House Passes Online Ban Of Vaping Product Sales
The Oregon House passed a bill on Tuesday that bans online and telephone sales of vaping products.
The move comes as lawmakers reacted to two challenges: vaping-related deaths and illnesses in Oregon and increased youth use of vaping products. The Senate Committee on Health Care, meanwhile, is considering a separate bill banning all flavored vaping products, which can become a gateway to full-blown tobacco use.
The remote sales ban, House Bill 4078, would end a method of selling vaping products that allows youth to virtually bypass age restrictions through online or telephone purchases. Lawmakers proposed the ban on flavored vaping products, Senate Bill 1577, amid concerns that young people are attracted to flavored vaping products.
The remote sales ban adds vaping products to existing state law that applies to tobacco products. That bill’s chief sponsor, Rep. Pam Marsh, D-Ashland, said high school students in her district reported concerns about the ease of purchasing e-cigarettes.
“They said we should ban internet sales,” Marsh said in a statement. “They were right.”
The House voted 41 to 18 to move the bill to the Senate. Health advocates praised the move.
“This bill is an important step to end the nicotine trap by cutting off online sales to Oregon, making it more difficult for underage users to purchase vaping devices,” Numi Lee Griffith, OSPIRG’s health care advocate, said in a statement. “We hope the Senate will also act quickly to make this bill law.”
House Bill 4078 allows a civil penalty of up to $5,000 per violation, with enforcement from the Oregon Department of Justice’s existing Tobacco Enforcement Unit. Oregon had two vaping-related deaths and 21 illnesses as of Jan. 30, according to Oregon Health Authority data. Nationwide, there have been 64 deaths and more than 2,700 illnesses, according to the Centers for Disease Control & Prevention.
One in four Oregon 11th graders reported vaping a nicotine product, and youth use of e-cigarettes has increased 80 % between 2017 and 2019, according to Oregon Health Authority survey data.
“What you can see is that cigarettes are rapidly being replaced by e-cigarettes,” Dr. Tom Jeanne, deputy health officer and epidemiologist for the Oregon Health Authority, told the Senate Committee for Health Care.
It’s unclear what will happen with the proposed ban on flavored products, which the industry opposes.

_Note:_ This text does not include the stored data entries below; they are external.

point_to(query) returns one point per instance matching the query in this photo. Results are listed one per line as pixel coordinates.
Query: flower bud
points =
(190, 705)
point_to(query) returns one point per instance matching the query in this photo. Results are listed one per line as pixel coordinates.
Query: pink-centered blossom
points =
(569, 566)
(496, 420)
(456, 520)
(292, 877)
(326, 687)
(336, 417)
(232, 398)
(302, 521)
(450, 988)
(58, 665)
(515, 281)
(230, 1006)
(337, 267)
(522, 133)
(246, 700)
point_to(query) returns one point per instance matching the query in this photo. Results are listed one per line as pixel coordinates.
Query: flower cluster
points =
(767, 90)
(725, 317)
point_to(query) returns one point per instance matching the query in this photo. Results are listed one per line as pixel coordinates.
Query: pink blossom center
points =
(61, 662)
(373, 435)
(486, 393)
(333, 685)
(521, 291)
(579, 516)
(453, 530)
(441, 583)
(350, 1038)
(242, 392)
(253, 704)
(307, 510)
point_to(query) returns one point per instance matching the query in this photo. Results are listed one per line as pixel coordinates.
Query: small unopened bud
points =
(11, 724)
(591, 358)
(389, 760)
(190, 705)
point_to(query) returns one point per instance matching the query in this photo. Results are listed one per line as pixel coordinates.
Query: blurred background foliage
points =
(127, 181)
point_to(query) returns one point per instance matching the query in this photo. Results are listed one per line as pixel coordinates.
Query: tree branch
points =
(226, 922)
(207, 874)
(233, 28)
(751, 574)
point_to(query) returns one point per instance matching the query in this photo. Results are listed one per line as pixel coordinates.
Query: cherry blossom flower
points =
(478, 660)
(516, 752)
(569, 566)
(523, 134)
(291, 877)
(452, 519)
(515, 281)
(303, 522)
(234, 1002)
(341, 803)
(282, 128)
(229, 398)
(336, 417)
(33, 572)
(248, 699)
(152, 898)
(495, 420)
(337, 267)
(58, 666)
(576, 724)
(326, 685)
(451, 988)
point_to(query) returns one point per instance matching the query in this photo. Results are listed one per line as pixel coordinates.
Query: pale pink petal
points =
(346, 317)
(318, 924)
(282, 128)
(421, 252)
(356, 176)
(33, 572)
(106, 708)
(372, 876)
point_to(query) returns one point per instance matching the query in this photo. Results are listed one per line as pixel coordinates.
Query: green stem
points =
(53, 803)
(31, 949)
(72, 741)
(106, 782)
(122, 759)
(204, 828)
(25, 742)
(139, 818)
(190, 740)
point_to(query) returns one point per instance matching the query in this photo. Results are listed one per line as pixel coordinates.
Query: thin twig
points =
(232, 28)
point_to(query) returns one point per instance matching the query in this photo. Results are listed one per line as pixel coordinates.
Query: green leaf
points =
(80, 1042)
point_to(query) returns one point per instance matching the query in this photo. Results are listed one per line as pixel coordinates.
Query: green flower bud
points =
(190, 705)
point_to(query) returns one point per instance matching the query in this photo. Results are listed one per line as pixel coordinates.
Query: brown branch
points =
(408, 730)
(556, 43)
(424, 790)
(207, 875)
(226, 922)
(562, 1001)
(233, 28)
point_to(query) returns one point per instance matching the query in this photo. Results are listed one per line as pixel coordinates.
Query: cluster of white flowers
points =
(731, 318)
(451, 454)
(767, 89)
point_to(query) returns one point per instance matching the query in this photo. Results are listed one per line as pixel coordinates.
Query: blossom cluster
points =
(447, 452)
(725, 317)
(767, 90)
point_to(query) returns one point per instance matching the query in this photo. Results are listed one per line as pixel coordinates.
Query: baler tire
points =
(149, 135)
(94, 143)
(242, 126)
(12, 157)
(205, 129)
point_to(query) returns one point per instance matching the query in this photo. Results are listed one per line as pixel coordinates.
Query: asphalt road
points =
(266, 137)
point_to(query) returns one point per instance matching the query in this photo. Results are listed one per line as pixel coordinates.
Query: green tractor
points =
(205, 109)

One option would be to ban flavored vaping products and add a state licensing requirement for vaping businesses. Or lawmakers could allow the sale of vaping products while instituting a license requirement and tightening oversight. The Oregon vaping industry has pressured lawmakers to allow the sale of vaping products while considering more regulation to prevent underage sales.
“You’re punishing me for the actions of somebody else,” Jeremy Ellison, who owns five vaping stores in Oregon, told the Senate panel on Tuesday. He said he doesn’t allow anyone under 21 inside his stores.
Yet another option would be a broader ban that encompasses tobacco products as well as vaping products. That possibility stems from feedback from the American Cancer Society’s Cancer Action Network, which favors a broader ban.
Sen. Laurie Monnes Anderson, the committee chair, said senators will be asked in caucus which options they support.
“My greatest concern is we are now having a new generation of youth addicted to nicotine and vaping, which is not healthy,” Monnes Anderson, D-Gresham, said.
The Senate panel will take the bill up again Thursday for possible action.